Is Sprawl to Blame for Municipal Bankruptcies?

As the fear of more local government bankruptcies rises, William Fulton argues that sprawling development patterns play a key role in leading cities to run in the red.

It's become unquestionable that sprawl is unsustainable from an environmental point of view. But what about fiscal sustainability? Former Ventura, California Mayor William Fulton, and current Vice President for the policy and programs at Smart Growth America, opines on sprawl's role in the increasing financial woes facing many U.S. cities. "When sprawling new development happens, it's easy to mistake that for prosperity," he says. "New buildings and wide roads look great when they first meet the eye. But over time, distant development costs more, gradually bleeding taxpayers and putting the hurt on municipal budgets."

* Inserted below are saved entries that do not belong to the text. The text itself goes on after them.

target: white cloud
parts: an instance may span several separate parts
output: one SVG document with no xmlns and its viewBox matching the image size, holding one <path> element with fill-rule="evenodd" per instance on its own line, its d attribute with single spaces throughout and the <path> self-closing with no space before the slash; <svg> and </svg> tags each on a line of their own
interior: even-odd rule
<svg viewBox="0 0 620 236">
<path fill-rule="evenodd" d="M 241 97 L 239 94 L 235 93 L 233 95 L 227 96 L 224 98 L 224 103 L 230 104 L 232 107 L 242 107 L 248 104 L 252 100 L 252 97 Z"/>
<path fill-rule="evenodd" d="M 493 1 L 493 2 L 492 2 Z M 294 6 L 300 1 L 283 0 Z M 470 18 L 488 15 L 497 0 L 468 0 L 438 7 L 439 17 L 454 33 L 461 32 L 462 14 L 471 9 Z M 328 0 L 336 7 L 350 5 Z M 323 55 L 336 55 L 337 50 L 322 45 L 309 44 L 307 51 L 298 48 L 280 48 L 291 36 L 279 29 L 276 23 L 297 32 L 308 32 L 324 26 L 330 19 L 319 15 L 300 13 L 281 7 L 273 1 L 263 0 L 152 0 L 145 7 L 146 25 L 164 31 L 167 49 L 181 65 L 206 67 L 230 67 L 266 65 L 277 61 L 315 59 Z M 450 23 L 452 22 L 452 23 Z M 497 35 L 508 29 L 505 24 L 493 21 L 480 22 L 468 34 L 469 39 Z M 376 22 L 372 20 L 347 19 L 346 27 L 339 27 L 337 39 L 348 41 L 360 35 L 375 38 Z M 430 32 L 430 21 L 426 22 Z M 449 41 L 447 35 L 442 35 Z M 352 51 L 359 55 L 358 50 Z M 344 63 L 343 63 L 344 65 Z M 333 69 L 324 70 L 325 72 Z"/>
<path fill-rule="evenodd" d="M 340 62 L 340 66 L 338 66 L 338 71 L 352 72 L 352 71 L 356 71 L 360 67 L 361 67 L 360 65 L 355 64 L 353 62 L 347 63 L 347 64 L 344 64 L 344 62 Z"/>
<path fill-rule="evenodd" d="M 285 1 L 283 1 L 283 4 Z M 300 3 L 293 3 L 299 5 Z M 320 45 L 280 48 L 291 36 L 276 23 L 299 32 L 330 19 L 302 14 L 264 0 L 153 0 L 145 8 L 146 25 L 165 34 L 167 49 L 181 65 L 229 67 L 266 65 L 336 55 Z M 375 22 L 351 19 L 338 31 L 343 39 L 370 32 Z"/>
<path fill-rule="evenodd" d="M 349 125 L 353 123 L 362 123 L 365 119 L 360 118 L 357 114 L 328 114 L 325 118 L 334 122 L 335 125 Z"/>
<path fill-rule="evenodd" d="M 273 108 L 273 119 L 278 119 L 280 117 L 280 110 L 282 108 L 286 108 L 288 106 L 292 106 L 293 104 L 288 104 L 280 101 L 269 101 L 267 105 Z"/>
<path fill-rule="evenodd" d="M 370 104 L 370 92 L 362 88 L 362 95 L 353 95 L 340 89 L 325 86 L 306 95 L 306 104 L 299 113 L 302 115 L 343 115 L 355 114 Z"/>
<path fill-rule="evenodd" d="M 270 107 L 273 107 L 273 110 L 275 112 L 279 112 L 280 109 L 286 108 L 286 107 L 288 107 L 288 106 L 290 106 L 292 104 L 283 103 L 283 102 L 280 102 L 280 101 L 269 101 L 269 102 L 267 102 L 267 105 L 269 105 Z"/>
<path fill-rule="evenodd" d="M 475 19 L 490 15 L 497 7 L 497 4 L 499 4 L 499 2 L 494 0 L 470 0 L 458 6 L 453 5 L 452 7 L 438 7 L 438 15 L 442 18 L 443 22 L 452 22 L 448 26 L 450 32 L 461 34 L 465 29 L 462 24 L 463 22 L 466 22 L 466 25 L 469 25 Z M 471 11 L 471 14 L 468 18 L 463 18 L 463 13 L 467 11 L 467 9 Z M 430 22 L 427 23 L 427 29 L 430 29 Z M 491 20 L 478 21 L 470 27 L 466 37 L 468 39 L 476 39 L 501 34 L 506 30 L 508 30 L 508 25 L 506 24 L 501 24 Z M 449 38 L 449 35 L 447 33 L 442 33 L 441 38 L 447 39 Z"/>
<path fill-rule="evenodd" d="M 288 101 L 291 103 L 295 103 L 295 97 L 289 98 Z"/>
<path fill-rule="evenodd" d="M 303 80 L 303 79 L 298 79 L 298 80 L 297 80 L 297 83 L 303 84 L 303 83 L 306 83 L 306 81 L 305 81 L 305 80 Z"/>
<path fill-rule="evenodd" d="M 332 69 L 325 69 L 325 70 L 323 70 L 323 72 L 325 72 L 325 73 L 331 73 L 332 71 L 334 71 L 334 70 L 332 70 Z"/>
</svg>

In California, especially, where sprawl ran rampant in places such as the now-bankrupt cities of San Bernardino and Stockton, revenue strategies focused that are focused on perpetual low-density development put a strain on municipal budgets once the tap runs dry. For example, "[w]hen a real estate bust hits – as it did starting in 2008 – there's no more new development to subsidize sprawling development, and cities start to run in the red," says Fulton, calling such development strategies a "Ponzi scheme."

To solve this problem, Fulton advocates for denser development, "[w]here businesses go, where houses go, where roads go, where sidewalks go, where farms and natural spaces go – all of these things collectively affect a community's economic performance and the cost of providing services there. Put things closer together, the services cost less."

"What seems cheap on the one hand isn't always when you look at it over the long haul," writes Fulton.